Dr Michael Head is an RSTMH member and Senior Research Fellow, Research Investments in Global Health study at the Faculty of Medicine, University of Southampton.

It is World Pneumonia Day on Monday 12 November. Pneumonia is the leading infectious killer worldwide by quite some considerable distance.

Revised estimates from the 2017 Global Burden of Disease study suggests over 2 million people worldwide die per year from pneumonia. Even in a world where most deaths are now related to non-communicable diseases, pneumonia still stands out as being high burden.

Pneumonia also stands out as being rather neglected. Rates are coming down globally, but slowly, far too slowly.

The 2018 Pneumonia and Diarrhoea Progress Report assessing development in 15 high-burden countries highlights how pneumococcal vaccination coverage is overall improving, but in most countries is still below the recommended target of 90% coverage.

Robust health systems necessary

Countries are mostly failing to meet their targets, such as access to antibiotics and appropriate healthcare. Among the countries measured, Tanzania and Bangladesh were making best progress, while Somalia, Chad and Nigeria ranked very poorly.

Building a robust health system that is able to integrate the urgent health needs of the poorest populations is vital for all these nations. Health and inequality are vital components of the 2030 UN Sustainable Development Goals. Low- and middle-income countries are very unlikely to be able to meet their SDG targets if they don’t address the key high-burden childhood diseases such as pneumonia.

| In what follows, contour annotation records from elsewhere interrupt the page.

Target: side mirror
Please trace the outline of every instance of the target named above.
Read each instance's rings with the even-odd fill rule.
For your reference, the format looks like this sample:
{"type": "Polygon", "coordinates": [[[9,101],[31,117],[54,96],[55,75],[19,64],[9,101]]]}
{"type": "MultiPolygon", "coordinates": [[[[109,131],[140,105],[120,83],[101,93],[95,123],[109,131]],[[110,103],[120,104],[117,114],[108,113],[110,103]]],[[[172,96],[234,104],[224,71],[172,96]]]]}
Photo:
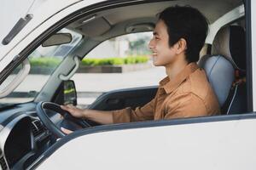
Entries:
{"type": "Polygon", "coordinates": [[[63,105],[77,105],[77,91],[74,82],[67,80],[62,82],[63,86],[63,105]]]}
{"type": "Polygon", "coordinates": [[[43,47],[49,47],[54,45],[61,45],[69,43],[72,41],[72,35],[70,33],[55,33],[45,40],[43,47]]]}

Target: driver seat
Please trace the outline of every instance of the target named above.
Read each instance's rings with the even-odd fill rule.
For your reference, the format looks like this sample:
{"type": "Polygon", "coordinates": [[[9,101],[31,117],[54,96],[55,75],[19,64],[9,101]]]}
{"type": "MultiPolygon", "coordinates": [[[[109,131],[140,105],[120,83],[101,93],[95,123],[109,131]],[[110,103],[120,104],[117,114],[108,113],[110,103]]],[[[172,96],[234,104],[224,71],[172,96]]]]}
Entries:
{"type": "Polygon", "coordinates": [[[222,114],[246,110],[246,86],[237,83],[245,76],[245,52],[243,28],[224,26],[215,36],[212,54],[203,56],[199,61],[218,97],[222,114]]]}

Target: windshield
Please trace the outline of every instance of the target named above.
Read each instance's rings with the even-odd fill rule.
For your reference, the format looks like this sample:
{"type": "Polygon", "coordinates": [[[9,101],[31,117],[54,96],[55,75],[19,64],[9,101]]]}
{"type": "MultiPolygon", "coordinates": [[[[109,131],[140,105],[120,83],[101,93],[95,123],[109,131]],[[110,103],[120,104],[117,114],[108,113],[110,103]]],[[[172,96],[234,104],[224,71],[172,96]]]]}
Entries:
{"type": "MultiPolygon", "coordinates": [[[[32,101],[43,88],[50,75],[82,37],[80,34],[67,29],[62,29],[59,32],[70,33],[73,38],[72,42],[49,47],[39,46],[36,48],[28,56],[31,64],[29,74],[11,94],[0,99],[0,108],[14,104],[32,101]]],[[[14,80],[21,68],[20,65],[13,71],[1,84],[0,90],[4,89],[14,80]]]]}

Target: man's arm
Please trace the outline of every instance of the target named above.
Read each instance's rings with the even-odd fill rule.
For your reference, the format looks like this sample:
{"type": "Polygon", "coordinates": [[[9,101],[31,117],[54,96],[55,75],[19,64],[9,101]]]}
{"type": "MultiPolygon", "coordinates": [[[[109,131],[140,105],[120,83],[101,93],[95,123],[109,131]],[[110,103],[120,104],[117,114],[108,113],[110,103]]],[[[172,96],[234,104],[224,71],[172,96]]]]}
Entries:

Vital reading for global health stakeholders

Alongside the Progress Report, there is a new publication being released on World Pneumonia Day that summarises the global burden of disease, the lack of financing associated with pneumonia and the low levels of research funding awarded to pneumonia compared with other infections.

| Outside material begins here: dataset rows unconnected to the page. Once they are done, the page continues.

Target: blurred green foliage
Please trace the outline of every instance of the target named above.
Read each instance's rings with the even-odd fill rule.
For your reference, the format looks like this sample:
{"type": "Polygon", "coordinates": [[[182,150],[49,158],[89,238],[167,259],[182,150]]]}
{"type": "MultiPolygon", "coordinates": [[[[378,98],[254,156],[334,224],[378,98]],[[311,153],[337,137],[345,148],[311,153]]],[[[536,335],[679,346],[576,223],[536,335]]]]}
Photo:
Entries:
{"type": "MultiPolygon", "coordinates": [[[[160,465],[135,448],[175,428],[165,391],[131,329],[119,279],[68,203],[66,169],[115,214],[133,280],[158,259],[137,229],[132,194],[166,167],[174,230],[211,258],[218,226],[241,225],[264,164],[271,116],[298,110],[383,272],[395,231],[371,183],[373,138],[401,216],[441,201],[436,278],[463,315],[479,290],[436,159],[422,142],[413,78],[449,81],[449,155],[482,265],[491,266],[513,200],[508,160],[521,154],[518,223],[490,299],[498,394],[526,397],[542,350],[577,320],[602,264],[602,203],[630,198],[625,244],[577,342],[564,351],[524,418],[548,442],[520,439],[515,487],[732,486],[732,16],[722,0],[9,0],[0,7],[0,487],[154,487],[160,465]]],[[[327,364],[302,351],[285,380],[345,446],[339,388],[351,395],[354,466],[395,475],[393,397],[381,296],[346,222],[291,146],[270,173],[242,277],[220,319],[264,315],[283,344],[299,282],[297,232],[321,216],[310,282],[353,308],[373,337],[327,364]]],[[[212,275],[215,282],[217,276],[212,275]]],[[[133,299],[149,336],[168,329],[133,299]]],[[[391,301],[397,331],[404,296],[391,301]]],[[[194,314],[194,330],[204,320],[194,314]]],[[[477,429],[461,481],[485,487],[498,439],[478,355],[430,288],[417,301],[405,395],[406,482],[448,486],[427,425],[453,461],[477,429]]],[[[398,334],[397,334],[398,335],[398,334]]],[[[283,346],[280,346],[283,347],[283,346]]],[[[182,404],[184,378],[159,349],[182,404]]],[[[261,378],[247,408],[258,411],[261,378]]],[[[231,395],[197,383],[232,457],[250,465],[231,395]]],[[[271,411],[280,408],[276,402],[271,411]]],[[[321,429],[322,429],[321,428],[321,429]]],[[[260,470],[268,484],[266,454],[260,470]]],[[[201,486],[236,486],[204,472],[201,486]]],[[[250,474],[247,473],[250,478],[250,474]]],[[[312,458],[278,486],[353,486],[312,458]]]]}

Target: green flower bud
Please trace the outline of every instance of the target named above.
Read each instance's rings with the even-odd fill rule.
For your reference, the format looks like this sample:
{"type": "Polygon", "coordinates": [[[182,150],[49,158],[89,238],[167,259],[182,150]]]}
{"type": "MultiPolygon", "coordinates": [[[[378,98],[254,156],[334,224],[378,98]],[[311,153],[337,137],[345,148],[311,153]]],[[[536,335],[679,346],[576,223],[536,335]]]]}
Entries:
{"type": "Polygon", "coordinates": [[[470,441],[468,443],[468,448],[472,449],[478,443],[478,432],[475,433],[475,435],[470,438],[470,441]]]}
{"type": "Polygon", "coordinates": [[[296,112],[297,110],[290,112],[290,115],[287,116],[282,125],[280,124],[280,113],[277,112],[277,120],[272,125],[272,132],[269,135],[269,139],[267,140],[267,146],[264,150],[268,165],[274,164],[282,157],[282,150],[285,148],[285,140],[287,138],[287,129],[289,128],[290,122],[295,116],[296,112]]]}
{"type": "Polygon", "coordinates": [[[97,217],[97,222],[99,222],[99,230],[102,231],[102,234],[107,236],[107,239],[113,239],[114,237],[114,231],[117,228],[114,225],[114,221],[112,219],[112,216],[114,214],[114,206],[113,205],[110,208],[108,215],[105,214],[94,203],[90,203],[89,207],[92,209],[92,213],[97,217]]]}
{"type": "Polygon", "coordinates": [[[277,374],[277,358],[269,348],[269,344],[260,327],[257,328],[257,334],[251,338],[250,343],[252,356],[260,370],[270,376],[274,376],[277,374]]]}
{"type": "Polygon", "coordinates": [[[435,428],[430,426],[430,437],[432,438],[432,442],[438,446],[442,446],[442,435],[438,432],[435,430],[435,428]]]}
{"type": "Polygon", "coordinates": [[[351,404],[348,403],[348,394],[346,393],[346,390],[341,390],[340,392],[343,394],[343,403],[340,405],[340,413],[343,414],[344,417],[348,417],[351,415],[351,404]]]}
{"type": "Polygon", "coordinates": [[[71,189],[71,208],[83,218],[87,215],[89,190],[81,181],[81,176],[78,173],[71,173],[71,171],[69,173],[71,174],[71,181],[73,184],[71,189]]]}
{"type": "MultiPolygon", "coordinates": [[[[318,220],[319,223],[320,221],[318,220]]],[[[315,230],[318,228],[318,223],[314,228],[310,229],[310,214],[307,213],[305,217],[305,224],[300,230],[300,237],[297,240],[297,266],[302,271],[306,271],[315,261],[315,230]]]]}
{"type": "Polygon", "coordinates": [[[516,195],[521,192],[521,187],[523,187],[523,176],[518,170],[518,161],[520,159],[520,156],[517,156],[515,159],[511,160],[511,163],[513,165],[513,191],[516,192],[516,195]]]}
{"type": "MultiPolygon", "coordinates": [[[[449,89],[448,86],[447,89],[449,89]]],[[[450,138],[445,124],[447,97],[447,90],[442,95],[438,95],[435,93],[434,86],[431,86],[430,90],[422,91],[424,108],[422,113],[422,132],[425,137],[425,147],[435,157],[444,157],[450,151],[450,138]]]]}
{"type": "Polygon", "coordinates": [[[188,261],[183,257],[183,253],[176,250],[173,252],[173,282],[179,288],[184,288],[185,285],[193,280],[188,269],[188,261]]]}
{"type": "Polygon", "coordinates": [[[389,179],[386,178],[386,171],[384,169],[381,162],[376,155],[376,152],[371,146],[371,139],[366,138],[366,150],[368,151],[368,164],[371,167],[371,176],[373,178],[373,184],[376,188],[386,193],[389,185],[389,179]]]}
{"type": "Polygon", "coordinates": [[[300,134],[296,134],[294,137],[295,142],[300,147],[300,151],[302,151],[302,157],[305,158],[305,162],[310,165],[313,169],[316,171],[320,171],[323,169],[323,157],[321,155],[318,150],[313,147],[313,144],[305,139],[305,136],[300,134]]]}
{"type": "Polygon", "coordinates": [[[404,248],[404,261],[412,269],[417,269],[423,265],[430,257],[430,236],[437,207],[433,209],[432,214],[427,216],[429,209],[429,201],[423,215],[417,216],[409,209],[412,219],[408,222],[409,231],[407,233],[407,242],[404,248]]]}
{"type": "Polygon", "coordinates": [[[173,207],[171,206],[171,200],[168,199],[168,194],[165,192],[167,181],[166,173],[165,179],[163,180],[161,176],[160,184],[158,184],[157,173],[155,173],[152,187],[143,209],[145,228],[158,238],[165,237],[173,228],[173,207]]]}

The report has been written by Leith Greenslade, of Just Actions, and is available on the Stop Pneumonia website. It is vital reading for all global health stakeholders, and it summarises a somewhat bleak picture on the lack of progress with bringing levels of pneumonia right down.

The report includes data from my project, the Research Investments in Global Health study. Earlier this year, we produced Sizing Up Pneumonia Research, a publication that describes $3 billion of research funding from 2000-2015 focused on pneumonia.

Investment in pneumonia far too low

Overall, compared to the burden of disease and estimates of funding levels for other infections, levels of investment in pneumonia are far too low. I am also delighted and honoured to have been nominated as a "Pneumonia Fighter" for 2018, with the superpower of "research"!

It’s been a privilege to be connected to so many excellent people, and I do hope our research (led by the Clinical Informatics Research Unit at the University of Southampton, UK) can be both useful and inspiring to others.

So, please do read the latest reports covering pneumonia, stay in touch with the latest activity by joining the Pneumonia Innovations Network, and let us try to bring the global health community together to introduce knowledge and interventions that can tackle this dreadful disease.